Donnerstag, 9. August 2018

Spaghetti alle vongole veraci in bianco



Bestellt man sich das Pastagericht Spaghetti alle vongole ist es in den meisten Restaurants üblich, alle Arten von Venusmuscheln als Vongole zu bezeichnen. In Italien allerdings bedeutet der Handelsname Vongola verace, (etwa die wahre bzw. die beste Venusmuschel), das es sich um die Kreuzmuster-Teppichmuschel handelt, auch um sie von den anderen vongole zu unterscheiden. Oft werden einem sogar, wenn die Muscheln ohne Schale serviert werden, auch Herzmuscheln (ital. capa tonda) zusammen mit den Spaghetti als „vongole“ vorgesetzt.
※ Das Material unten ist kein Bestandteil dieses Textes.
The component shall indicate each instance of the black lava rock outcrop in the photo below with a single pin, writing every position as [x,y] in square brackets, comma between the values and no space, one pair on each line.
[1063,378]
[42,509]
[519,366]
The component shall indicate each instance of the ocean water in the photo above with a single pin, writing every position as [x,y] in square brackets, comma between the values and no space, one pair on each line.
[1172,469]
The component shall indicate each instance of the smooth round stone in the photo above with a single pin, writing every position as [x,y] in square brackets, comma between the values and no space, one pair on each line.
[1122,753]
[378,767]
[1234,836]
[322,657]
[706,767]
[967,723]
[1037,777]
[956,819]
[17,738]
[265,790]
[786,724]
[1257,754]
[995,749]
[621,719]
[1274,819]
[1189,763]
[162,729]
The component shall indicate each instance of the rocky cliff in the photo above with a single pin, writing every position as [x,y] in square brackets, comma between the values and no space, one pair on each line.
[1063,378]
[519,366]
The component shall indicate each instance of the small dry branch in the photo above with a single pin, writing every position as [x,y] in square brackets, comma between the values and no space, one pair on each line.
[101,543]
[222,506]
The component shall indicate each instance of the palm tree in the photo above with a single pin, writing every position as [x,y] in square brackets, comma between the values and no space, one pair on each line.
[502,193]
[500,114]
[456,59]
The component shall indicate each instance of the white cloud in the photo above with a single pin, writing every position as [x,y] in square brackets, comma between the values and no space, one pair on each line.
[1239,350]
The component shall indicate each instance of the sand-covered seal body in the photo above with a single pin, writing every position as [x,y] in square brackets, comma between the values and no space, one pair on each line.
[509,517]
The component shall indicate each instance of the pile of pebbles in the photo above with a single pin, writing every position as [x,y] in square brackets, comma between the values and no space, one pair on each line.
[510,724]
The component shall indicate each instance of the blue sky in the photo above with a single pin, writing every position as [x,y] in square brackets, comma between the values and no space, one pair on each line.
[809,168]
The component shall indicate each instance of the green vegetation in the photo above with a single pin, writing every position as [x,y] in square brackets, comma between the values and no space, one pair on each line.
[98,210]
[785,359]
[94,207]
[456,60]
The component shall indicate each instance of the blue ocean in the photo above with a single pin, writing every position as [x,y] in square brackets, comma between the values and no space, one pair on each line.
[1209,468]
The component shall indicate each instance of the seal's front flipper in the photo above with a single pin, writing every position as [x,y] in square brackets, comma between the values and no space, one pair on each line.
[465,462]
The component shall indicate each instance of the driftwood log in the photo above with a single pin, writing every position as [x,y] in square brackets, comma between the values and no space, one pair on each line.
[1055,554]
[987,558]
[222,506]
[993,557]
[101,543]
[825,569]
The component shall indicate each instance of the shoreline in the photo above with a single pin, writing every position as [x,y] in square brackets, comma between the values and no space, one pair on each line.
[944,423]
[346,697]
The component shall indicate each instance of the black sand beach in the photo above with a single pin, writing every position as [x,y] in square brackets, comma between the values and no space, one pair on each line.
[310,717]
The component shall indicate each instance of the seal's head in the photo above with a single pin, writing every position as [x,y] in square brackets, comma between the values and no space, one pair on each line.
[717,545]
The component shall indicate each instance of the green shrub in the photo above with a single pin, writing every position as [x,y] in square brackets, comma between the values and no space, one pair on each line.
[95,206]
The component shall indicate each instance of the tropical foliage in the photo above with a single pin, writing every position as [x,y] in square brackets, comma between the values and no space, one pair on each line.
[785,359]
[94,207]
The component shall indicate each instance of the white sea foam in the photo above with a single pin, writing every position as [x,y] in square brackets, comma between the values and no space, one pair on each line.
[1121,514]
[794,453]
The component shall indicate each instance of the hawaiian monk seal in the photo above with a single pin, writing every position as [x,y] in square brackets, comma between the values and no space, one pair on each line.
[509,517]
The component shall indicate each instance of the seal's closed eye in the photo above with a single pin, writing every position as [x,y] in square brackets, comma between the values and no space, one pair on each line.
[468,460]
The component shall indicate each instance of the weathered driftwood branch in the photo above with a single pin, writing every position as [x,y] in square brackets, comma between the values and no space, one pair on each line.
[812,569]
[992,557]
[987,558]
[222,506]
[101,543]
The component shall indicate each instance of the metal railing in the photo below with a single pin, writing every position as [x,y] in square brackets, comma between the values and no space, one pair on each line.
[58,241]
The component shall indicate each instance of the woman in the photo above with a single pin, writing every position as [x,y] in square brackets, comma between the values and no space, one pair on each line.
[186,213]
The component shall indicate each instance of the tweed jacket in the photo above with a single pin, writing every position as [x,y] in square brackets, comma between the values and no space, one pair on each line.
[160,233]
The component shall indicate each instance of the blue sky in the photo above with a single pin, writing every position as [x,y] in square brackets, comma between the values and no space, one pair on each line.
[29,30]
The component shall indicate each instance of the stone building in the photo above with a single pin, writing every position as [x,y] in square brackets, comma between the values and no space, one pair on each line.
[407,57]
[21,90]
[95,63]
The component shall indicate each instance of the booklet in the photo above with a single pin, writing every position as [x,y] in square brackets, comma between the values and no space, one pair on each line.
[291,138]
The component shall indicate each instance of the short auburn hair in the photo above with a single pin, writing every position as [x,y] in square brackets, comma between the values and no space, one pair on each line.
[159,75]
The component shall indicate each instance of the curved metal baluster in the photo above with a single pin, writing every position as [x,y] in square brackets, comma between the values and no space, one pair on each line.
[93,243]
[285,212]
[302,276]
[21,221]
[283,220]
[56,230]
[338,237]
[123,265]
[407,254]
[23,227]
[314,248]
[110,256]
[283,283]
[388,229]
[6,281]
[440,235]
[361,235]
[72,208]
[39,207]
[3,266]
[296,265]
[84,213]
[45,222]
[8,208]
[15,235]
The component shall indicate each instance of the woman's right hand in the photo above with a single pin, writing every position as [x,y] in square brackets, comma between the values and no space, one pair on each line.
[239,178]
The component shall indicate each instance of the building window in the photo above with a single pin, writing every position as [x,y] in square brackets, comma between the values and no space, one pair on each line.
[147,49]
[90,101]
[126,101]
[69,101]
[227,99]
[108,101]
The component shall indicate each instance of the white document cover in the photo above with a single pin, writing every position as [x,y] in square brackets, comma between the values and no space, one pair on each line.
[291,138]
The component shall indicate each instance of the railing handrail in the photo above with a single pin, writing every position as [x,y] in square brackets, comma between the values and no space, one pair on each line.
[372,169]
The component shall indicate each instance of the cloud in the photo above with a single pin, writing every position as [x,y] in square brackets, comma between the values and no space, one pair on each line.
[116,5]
Die im venezianischen Dialekt Bibarasse (Venus Gallina) genannten Lupini (Getupften- oder Kreuzmuster-Teppichmuscheln) gehören zu der Familie der Venusmuscheln und sind eine Unterart (Tapes). Bis in die fünfziger Jahre des letzten Jahrhunderts galt die Bibarasse als Nahrung der Armen, weil sie mit bloßen Händen von Jedermann aus dem Schlick geholt werden konnten. Heute kann man sagen, dass fast alle im Handel erhältlichen Venusmuscheln aus der Lagune südlich von Venedig oder dem Po-Delta stammen. Zu den besten Venusmuscheln gehört die europäische Sorte der Getupften- bzw. Kreuzmuster Teppichmuschel (Ruditapes decussatus) auch Arselle oder Veraci genannt, vor allem hinter der Insel Pellestrina in der Lagune von Venedig. Die Meeresverschmutzung Anfang der 80er Jahre des letzten Jahrhunderts führe dort fast zum vollständigen Zusammenbruch ihrer Bestände in der Lagune. Sie sind schwach längs gerippt und deutlich quer gestreift, ihre Farbe in der Regel braungelb. Je nach Nahrungsangebot, Teppichmuscheln ernähren sich von organischen Substanzen und Plankton, die sie durch zwei Saugrohre die Siphone aus dem Meerwasser filtern, erreichen die Teppichmuscheln nach zwei bis drei Jahren eine Größe von 40 mm. Die Veraci kommen lose oder in Netz und besondere Qualität auch einmal im Holzkörbchen und enthalten oft noch sehr viel Sand. Um diesen zu entfernen die Muscheln zu entsanden, bedient man sich eines Tricks und täuscht die Muscheln noch einmal, bevor sie im Topf landen. Dazu muss ich vorher ein wenig ausholen:

Der mittlere Salzgehalt (Salinität) von Meerwasser beträgt 3,47 Prozent Salz je Liter Meerwasser, das entspricht ungefähr 3 Esslöffel Meersalz oder 33,3 g je Liter. Innerhalb der Weltmeere schwankt jedoch der Salzgehalt des Wassers, nur im Südatlantik und -pazifik entspricht der Salzgehalt dem Durchschnittswert. Entsprechend ist der Salzgehalt des Meerwassers in Mündungsbereich eines Flusses oder in einer Lagune geringer als der Salzgehalt von Meerwasser auf offener See. Das Mittelmeer ist wegen seines geringen Wasseraustauschs mit anderen Ozeanen mit 3,74 Prozent relativ salzig. Die Salinität des Brackwassers in der Lagune von Venedig schwank dagegen zwischen 0,5 und 3,3 Prozent; Lido Ø 3,24; Chioggia Ø 3,44; Südliche Lagune Ø 3,34. Brackwasser ist eine Mischung aus süßem Flusswasser und salzigem Meerwasser. Die an solch einem Ort lebenden Organismen müssen besonders anpassungsfähig sein, um bei diesen extremen Bedingungen überleben zu können. Durch den Gezeitenwechsel verändert sich der Salzgehalt des Wassers ständig, mit steigender Flut wird jeweils das Süßwasser der zuführenden Flüsse mit dem einströmenden Meerwasser vermischt.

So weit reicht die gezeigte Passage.